Fed Speak: Policymakers have left the door open for an additional hike despite signs that the economy may be slowing.

  • Despite investor expectations, it is unclear whether the Fed will cut rates during a recession. JP Morgan Asset Management stated that it supports the market view that the Fed will cut as soon as September. The remarks reflect previous Fed reactions to recessions where it cut aggressively to protect the labor market. However, this time may be different. As the chart above shows, aggressive interest rate increases have done little to reduce demand-driven price pressures. As a result, we suspect that the Fed may decide to keep rates higher for longer before it chooses to pivot.
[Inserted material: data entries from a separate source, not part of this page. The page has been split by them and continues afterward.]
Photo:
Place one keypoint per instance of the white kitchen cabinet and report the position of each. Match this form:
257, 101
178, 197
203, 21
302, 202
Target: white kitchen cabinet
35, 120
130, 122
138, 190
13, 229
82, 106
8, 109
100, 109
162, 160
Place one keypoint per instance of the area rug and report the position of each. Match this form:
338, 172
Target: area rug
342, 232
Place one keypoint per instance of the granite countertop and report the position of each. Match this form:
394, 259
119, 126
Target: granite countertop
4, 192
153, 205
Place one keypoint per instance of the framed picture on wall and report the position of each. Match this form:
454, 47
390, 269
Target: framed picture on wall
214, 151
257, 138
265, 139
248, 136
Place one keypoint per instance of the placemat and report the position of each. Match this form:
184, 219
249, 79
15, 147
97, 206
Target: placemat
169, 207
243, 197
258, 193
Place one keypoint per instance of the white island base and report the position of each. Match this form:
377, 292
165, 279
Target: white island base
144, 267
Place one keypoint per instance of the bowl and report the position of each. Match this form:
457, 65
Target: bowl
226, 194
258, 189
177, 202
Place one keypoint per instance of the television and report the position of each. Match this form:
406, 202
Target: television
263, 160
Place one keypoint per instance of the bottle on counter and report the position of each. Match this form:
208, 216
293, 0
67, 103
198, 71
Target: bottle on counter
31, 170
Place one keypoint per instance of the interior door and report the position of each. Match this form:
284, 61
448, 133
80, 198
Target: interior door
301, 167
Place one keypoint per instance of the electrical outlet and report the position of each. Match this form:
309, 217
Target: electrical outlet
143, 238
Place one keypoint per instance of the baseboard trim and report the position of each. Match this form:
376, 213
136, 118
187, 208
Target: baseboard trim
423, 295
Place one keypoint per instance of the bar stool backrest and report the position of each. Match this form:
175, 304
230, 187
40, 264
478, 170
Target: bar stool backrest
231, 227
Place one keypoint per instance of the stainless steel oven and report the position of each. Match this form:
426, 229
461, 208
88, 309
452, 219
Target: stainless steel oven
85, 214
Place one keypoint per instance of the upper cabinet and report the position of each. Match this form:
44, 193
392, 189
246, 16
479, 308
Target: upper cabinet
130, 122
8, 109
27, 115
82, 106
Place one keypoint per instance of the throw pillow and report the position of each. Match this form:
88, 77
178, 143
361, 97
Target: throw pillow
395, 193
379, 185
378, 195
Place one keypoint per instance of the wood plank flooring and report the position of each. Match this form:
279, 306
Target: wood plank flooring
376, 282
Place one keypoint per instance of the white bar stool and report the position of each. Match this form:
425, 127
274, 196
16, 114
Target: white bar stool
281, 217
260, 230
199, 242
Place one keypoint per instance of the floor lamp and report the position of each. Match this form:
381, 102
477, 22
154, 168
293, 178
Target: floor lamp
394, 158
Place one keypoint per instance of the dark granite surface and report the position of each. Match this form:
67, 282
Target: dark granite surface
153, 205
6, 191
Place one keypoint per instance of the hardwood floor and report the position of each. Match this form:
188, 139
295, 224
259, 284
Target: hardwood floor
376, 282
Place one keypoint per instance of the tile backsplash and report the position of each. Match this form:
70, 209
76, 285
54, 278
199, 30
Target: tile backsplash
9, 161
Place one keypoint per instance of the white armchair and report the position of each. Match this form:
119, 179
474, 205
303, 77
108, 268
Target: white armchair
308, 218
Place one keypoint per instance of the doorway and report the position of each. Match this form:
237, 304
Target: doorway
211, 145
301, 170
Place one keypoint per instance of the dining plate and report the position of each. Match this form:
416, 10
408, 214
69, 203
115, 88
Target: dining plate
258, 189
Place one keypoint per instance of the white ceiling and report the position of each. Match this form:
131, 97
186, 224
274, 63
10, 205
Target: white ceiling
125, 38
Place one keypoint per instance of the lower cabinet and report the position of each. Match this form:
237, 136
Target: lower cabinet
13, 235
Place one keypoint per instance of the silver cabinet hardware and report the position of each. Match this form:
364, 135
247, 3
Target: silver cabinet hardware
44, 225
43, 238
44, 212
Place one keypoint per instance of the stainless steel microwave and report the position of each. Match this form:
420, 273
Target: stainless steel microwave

This scenario raises the likelihood of a prolonged recession.

Global Repositioning: State involvement in industry is becoming more prevalent as countries prepare to move into blocs.

   (Source: Reuters)

  • The fragmentation into global blocs will likely bring government and state interests closer. This dynamic will lead to greater cooperation between lawmakers and businesses that look to prioritize national strategic aims over wealth accumulation. A similar situation occurred during WWI when households loaded up on government bonds to show patriotism. Additionally, firms had friendlier relations with their workers during those times of war in order to maintain positive national sentiment. As a result, we suspect that firms that have close ties with the U.S. strategic aims like defense and aerospace should make suitable long-term investments.